Review: Mockingbird by Chuck Wendig

This is the second book in Chuck Wendig’s Miriam Black series. It was released from Angry Robot on August 28th. Continuing the tradition of the first in the series, Blackbirds, this one also has a kick ass cover.

The Blurb

Miriam is trying. Really, she is.

But this whole “settling down thing” that Louis has going for her just isn’t working out. She lives on Long Beach Island all year around. Her home is a run-down double-wide trailer. She works at a grocery store as a check-out girl. And her relationship with Louis–who’s on the road half the time in his truck–is subject to the piss and vinegar Miriam brings to everything she does.

It just isn’t going well. Still, she’s keeping her psychic ability–to see when and how someone is going to die just by touching them–in check. But even that feels wrong somehow. Like she’s keeping a tornado stoppered up in a tiny bottle.

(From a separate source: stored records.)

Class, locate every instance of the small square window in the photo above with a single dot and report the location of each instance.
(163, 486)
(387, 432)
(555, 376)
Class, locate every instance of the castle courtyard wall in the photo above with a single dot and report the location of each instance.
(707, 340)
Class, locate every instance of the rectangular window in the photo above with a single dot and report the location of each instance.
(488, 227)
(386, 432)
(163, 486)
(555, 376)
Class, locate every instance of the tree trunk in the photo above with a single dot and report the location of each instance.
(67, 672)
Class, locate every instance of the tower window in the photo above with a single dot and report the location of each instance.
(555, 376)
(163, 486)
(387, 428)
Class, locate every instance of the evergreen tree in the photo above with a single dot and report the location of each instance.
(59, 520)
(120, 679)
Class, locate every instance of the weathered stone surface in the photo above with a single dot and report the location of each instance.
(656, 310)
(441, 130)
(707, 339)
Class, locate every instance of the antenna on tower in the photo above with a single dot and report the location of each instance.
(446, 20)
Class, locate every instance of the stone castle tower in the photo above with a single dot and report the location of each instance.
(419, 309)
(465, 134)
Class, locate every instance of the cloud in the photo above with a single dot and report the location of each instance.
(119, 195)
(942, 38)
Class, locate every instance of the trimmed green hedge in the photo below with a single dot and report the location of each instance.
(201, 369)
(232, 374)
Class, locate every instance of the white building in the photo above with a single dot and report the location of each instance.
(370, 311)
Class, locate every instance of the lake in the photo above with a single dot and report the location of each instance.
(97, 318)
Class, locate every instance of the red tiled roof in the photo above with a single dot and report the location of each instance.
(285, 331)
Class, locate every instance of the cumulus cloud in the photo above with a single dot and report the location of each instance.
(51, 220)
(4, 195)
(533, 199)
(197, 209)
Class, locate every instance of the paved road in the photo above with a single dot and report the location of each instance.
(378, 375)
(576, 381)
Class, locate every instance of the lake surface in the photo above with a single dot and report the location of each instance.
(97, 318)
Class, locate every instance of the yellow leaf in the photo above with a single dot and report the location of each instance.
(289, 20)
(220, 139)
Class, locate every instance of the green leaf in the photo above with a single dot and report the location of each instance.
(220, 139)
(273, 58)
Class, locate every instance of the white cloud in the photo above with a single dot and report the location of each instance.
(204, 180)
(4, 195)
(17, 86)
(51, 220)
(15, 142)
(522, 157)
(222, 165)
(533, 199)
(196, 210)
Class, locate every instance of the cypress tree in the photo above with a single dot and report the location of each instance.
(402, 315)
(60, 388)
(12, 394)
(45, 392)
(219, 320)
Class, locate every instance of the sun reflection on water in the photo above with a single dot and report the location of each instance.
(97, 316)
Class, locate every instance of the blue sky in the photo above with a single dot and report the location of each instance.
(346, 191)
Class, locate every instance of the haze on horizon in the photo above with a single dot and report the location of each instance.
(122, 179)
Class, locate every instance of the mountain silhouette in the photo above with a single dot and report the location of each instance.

Then comes one bad day that turns it all on her ear.

The Review

If I had a literary id, I think Miriam Black would be the personification of it. She’s a broken, vulgar-mouthed, anti-social, unapologetically selfish woman who seems to be developing this nasty habit of risking her life for the sake of other people’s. If we met in real life we’d either be instant friends or enemies for life. Maybe both. What is a certainty is that neither one of us should ever work retail again. I love Miriam because she’s just so damned fascinating. It’s like she can’t help herself but to make bad choices, and reading her is like watching a slow-motion train wreck made of blood and broken steel and sarcasm.

If you’ve read Blackbirds (and why haven’t you?) and you thought that story was a twisty mind-fuck of a tale, then you’re in for a real treat with Mockingbird. Just the title, that seemingly deceptive single word, contains layers of meaning that echo through the whole book. That’s some damned talent. So much talent, in fact, that it just makes the writer in me sick with jealousy. Sick, I tell you.

I was waxing poetic here about broken stained-glass and how this book’s complete picture is both unknowable and cutting. But you know what? Fuck that noise. This is a good damned book that’ll scare the daylights out of you, and if you like that kind of thing you should read it. Chuck Wendig is the only author I know of who can manage to be subtle with his message while beating you bloody in the face with the violent action of his story. Like I said: that’s some damned talent.